Swine flu, bird flu hit North Korea and South Korea days before Winter Olympics kickoff
Super flu outbreaks are ravaging the Korean Peninsula less than two weeks before the Winter Olympics — leaving North Korea scrambling to treat more than 81,000 people infected with swine flu as the South kills off nearly 1 million chickens to contain the bird flu on its side of the border.
Nearly 127,000 North Koreans were reported to have flu-like illness between Dec. 1 and Jan. 16, with 81,640 cases testing positive for Influenza A/H1N1, also commonly known as swine flu, the World Health Organization said in a report released Friday.
Three children and one adult have died from the flu, the health organization said.
Health officials said the bitter cold that began in December caused an “upsurge” in the flu cases — and it doesn’t seem like it is slowing down in the near future.

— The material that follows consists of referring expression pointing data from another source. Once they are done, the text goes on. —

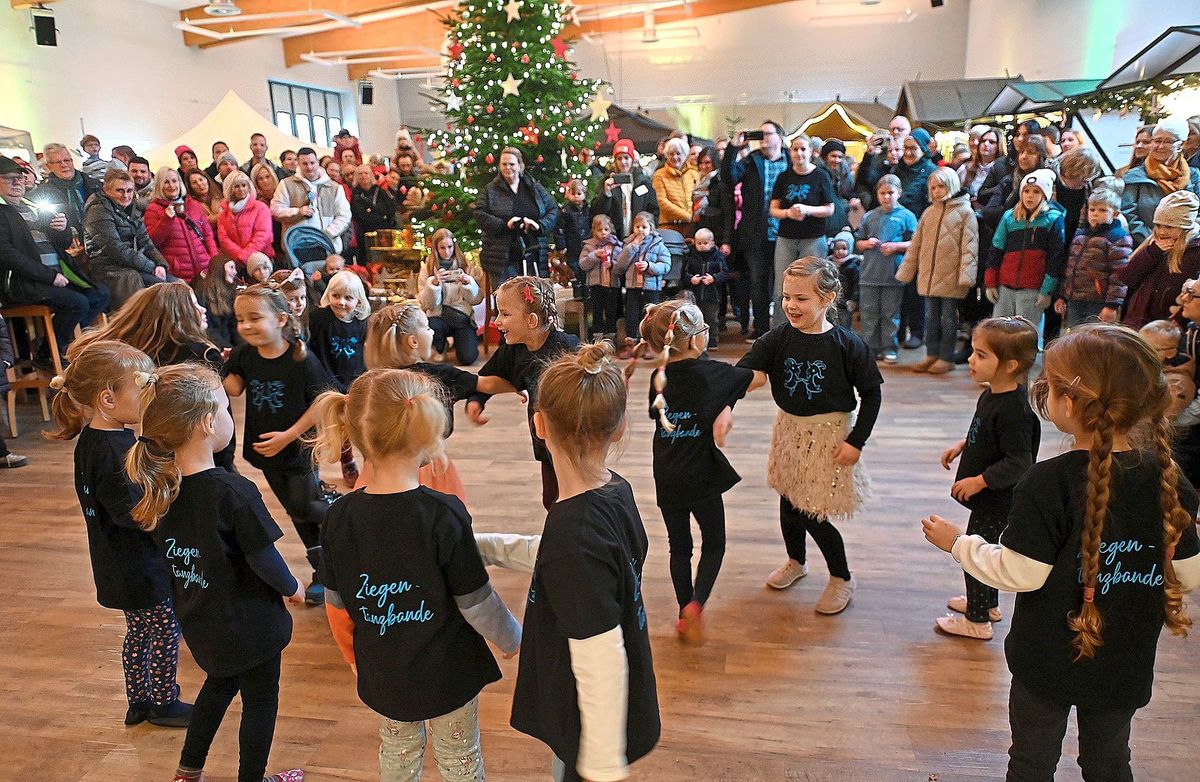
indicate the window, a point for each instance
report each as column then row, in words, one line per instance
column 307, row 113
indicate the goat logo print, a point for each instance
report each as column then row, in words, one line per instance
column 267, row 396
column 808, row 374
column 345, row 347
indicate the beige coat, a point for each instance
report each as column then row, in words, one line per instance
column 945, row 251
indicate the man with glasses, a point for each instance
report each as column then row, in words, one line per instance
column 756, row 234
column 37, row 270
column 66, row 188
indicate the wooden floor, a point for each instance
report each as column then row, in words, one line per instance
column 777, row 693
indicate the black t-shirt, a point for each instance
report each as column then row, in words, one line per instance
column 587, row 581
column 1002, row 444
column 457, row 383
column 814, row 373
column 814, row 188
column 1045, row 524
column 279, row 391
column 397, row 561
column 688, row 465
column 125, row 561
column 231, row 618
column 523, row 367
column 339, row 344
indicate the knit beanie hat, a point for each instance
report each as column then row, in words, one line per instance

“The outbreak of influenza has been wide-spread in the country for more than a period of one month hence deployment of seasonal influenza vaccines to prevent the outbreak has a very limited role,” the WHO said.
More than half of the flu cases are people who are older than 17. North Korea requested flu vaccine support for people who are high risk in contracting the disease, according to Yonhap News Agency. The WHO also supplied the Hermit Kingdom with 5,000 tablets to help contain the outbreak.
Meanwhile, South Korea is also scrambling to contain the bird flu outbreak with less than two weeks until the Opening Ceremony at the Pyeongchang Winter Olympics. The South Korean government ordered about 764,000 chickens from farms near Seoul killed to prevent avian influenza H5N6 from spreading to people, the South’s Korea JongAng Daily reported, citing a government press release.
The “highly pathogenic strain” of bird flu was discovered on Saturday in chickens at two farms in Gyeonggi, located south of Seoul. A total of 334,000 chickens at those farms were ordered to be killed. Another 430,000 chickens are being slaughtered as a precaution. Half a million eggs were destroyed.
“The avian influenza virus we discovered at Hwaseong is highly pathogenic and spreads very fast,” an agricultural ministry spokesperson said. “It reproduces continuously before symptoms appear in the hosts or before they die.”
Fears about the bird flu spreading heading into the Olympics caused officials to quarantine all poultry farm workers. Markets in cities were also banned from selling poultry.
The flu outbreaks comes as North and South Korea prepare for the Winter Olympics, when athletes and sports fanatics from across the globe will head to the snowy mountains to watch the events for two weeks. North Korea’s luxury Masikryong ski resort will host hold training for non-Olympic skiers. A delegation of cheerleaders, performers and athletes will also be in the South.
But people living under Kim Jong Un’s regime have been dealing with a slew of rumored health issues. Babies born near the North’s nuclear test site reportedly have birth defects caused by radiation exposure. A North Korean soldier who defected to the South also had several parasites, including an 11-inch worm, slithering in his body.
The findings pointed to hygiene and food problems within North Korea.